Бобби уже давно постукивал по стеклу растопыренной ладошкой. Это наша с ним игра, когда он уезжает на поезде или автобусе. Я прижимаю к стеклу ладонь, он изнутри прилепляет к моей свою точно так же. Я быстро меняю положение, выкручивая запястье самым невероятным образом – он должен тут же повторить мое движение. И так много раз, пока нам не надоест или пока поезд не тронется. Бобби понимал, что уже вышел из этого возраста, но это оставалось нашим с ним ритуалом. Он называл это «вспомним детство».
До вывиха суставов мы не дошли – дрогнув, бесшумно пришла в движение лента транспортера. Джессика отошла от стекла, странно взглянув на меня. Она только что была такой откровенно радостной, а теперь снова стала задумчивой.
Ком у меня в горле постепенно рассасывался. Я достал бумажный платок, высморкался и промокнул лишнюю влагу с глаз. Я сидел на чемодане и смотрел, как за стеклом Джессика выхватывает с ленты свою сумку, а Бобби суетится, помогая ей. Потом прибыл еще портплед, Джессика поставила его на тележку, и они выехали в холл.
Бобби кинулся ко мне и, подпрыгнув, приземлился у меня на груди, обхватив ногами за талию. Я придержал его, свободной рукой обнял Джессику. Ее губы были мягкими, приветливыми и, как всегда, пахли малиной. Я не говорил этого еще про Джессику? У нее губы пахнут малиной, дыхание пахнет малиной. Нет, наверное, не говорил, а сейчас почувствовал опять. Но покрытый веснушками нос сморщен в болезненном ожидании плохих новостей, глаза смотрят тревожно. Я знал, что она ни о чем меня не спросит ни сейчас, при Бобби, ни потом, когда ночью мы останемся одни. Пройдут дни, может быть, недели, прежде чем в какой-то особый вечер, когда за неспешным ужином наши сущности придут в унисон, она так же странно посмотрит на меня. И на мой вопрос спросит: «Помнишь, ты был какой-то сам не свой, когда встречал нас с Бобби в Париже?» Она будет знать, что я, конечно же, помню. И я совру ей что-нибудь, на самом деле, кощунственное, вроде: «Там в аэропорту бегала одна девочка, очень похожая… Ну, ты понимаешь». Хотя, в сущности, всё это было недалеко от правды. Я чуть не потерял их с Бобби так же окончательно, как тогда потерял Риту с детьми.

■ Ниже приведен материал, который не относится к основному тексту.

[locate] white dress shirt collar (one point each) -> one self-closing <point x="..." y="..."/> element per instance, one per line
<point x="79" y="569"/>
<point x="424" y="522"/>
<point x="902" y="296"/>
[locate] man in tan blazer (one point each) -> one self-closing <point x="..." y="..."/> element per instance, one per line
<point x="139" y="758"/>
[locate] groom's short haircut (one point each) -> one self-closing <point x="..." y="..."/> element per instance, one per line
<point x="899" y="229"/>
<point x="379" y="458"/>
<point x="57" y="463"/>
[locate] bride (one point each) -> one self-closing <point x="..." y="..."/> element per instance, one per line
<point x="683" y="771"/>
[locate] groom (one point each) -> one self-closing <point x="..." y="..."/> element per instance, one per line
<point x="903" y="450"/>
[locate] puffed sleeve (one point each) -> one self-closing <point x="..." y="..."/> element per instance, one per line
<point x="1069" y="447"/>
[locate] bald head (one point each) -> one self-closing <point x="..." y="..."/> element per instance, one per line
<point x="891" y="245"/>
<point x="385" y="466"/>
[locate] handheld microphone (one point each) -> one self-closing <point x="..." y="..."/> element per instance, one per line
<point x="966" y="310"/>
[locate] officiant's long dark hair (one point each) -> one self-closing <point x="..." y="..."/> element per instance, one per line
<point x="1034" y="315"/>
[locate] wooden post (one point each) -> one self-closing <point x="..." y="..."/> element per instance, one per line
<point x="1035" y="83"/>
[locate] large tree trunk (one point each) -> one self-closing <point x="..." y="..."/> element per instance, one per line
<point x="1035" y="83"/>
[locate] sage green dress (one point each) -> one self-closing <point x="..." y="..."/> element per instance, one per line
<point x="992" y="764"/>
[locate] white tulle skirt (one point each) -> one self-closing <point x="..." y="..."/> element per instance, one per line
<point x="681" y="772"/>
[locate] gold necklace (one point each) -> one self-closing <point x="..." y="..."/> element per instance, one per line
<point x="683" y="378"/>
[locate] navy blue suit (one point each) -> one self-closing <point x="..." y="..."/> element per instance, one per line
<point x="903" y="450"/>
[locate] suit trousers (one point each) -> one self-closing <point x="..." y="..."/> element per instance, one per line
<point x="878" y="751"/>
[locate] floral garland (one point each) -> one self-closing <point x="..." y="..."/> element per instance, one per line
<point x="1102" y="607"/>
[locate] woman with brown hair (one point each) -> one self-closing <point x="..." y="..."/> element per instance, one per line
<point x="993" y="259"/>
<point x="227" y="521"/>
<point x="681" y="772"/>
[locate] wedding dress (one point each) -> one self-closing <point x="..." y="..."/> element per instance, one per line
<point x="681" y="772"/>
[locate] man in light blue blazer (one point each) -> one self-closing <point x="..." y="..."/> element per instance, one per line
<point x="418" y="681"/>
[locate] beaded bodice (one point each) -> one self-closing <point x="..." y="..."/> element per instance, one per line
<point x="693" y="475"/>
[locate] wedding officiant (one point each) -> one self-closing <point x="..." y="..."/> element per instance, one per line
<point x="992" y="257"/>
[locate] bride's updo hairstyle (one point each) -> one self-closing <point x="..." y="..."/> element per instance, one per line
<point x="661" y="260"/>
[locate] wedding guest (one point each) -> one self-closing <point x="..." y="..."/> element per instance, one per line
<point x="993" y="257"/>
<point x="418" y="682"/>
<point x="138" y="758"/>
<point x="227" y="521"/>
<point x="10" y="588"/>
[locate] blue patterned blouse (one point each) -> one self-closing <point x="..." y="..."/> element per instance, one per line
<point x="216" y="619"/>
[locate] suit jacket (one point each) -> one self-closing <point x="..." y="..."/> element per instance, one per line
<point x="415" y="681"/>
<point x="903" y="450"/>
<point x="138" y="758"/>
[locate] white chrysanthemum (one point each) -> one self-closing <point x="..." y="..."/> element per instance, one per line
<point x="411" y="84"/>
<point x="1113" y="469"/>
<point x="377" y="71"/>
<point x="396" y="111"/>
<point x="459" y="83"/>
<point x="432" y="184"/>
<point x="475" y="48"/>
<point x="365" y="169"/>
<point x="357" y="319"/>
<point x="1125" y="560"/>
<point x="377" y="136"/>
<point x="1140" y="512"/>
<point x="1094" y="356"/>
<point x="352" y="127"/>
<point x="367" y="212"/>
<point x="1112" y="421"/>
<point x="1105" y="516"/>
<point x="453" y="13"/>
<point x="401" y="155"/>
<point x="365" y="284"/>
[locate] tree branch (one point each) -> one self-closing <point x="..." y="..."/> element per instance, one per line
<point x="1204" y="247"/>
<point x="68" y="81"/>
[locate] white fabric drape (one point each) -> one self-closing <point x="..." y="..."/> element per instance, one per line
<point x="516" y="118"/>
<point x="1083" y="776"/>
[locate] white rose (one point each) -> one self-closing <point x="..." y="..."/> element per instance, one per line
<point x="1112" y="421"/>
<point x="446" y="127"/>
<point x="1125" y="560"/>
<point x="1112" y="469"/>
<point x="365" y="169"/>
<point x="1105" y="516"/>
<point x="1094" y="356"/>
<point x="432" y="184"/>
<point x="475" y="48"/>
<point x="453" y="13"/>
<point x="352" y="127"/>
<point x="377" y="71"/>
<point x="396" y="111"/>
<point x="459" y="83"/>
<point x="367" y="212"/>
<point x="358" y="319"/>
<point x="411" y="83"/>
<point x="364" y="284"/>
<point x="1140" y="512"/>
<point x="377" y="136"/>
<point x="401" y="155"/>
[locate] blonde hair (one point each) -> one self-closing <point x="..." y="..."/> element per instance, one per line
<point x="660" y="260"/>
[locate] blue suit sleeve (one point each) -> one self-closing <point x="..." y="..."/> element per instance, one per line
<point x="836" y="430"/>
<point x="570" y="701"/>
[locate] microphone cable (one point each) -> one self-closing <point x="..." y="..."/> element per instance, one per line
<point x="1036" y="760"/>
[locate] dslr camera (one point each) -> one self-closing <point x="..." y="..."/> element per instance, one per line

Как всегда, когда Джессика подавляла что-то в себе, она становилась наигранно веселой.
– Мистер, вы тут со своим багажом? – спросила она меня, подмигивая Бобби. – Кто из нас только что прилетел – мы или вы?
– Прилетели вы, а уезжаем мы все вместе! – в тон ей ответил я.
– Куда это? – крикнул Бобби. – Мы уже вторые сутки в дороге!
– Мы едем на машине в Брюссель! – объявил я.
– В Брюссель?! – громким хором изумились вновь прибывшие.
– Мы же только что оттуда! – напомнил Бобби.
– И что ты там видел? – уцепился я.
– Ничего.
– Вот именно!
Я поставил свой чемодан к ним на тележку и нажал на ручку, давая сигнал к выступлению.
– Пару часов назад, – продолжил я, обнимая Джессику за талию и увлекая всю компанию за собой к красной вывеске «Ависа», – я позвонил нашему брюссельскому другу и партнеру Клоду Мальфе. Он сказал, что выставка Поля Дельво… Это такой художник, Бобби.
– Я знаю, – отозвался ребенок. – Софт порно, которое висит у нас в гостиной!
– Видишь, в истории искусства для тебя нет белых пятен!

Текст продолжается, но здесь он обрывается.